Poll responses ranged from 2.25%-2.50% to 3.75%-4.00%, reflecting uncertainty around economic growth, inflation, and speculation over who will succeed Jerome Powell as Fed chair in May.
A majority (76%) of economists flagged the risk that rates could be cut too low, raising concerns about the Fed’s independence amid ongoing political pressure.
Lawrence Summers told attendees at the Mortgage Bankers Association event that the Fed is misjudging the economy’s neutral rate, suggesting interest rates may climb instead of decline. https://t.co/n42Ac49SLV
— Mortgage Professional America Magazine (@MPAMagazineUS) October 21, 2025
Delayed data, persistent inflation
A three-week government shutdown delayed key official data on employment and inflation, further complicating the Fed’s decision-making. Private-sector reports suggested modest layoffs and hiring, with the unemployment rate expected to hover around 4.3% through 2027.

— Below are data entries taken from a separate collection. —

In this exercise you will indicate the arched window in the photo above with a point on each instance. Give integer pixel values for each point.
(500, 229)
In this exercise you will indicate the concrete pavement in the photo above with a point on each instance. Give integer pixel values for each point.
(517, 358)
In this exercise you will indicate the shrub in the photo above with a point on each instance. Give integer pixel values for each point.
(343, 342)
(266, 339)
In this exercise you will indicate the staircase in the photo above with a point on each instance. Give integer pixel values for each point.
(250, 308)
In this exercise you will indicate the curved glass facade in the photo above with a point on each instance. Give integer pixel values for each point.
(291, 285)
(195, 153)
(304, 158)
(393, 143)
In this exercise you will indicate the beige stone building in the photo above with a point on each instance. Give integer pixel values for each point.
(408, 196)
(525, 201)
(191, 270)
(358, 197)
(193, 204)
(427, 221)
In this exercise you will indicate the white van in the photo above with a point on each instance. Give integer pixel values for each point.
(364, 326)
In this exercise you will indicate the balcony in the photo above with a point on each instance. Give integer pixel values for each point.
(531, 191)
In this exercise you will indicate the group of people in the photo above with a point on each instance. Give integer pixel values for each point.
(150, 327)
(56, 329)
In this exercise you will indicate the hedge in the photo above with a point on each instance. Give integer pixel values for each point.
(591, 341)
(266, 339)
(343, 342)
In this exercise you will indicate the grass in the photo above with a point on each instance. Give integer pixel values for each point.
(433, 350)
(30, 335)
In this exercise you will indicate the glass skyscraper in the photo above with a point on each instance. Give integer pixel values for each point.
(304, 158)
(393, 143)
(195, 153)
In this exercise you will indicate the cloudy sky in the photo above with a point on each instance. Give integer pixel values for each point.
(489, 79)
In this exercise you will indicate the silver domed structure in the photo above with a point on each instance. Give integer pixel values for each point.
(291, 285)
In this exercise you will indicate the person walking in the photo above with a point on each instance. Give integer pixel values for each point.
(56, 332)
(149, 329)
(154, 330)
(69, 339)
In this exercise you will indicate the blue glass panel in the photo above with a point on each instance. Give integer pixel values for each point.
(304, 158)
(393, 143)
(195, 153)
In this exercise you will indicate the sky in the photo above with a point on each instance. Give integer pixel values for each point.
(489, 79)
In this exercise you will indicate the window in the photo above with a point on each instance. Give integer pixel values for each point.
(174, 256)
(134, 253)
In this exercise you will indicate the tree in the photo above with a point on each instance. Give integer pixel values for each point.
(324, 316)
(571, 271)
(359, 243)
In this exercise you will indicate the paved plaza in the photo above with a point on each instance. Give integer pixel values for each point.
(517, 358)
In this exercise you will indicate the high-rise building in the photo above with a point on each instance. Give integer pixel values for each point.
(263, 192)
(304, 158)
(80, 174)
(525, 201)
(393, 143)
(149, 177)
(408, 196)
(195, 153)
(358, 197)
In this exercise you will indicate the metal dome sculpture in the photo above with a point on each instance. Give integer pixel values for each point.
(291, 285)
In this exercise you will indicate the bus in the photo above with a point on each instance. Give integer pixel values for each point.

ADP revealed that the private sector shed 32,000 jobs in September, while Challenger, Gray & Christmas reported 54,064 job cuts for the month. Hiring plans, meanwhile, have collapsed to the lowest level since 2009.
Meanwhile, inflation was projected to remain above the Fed’s 2% target, with upcoming data expected to show consumer inflation rising to 3.1% in September from 2.9% in August.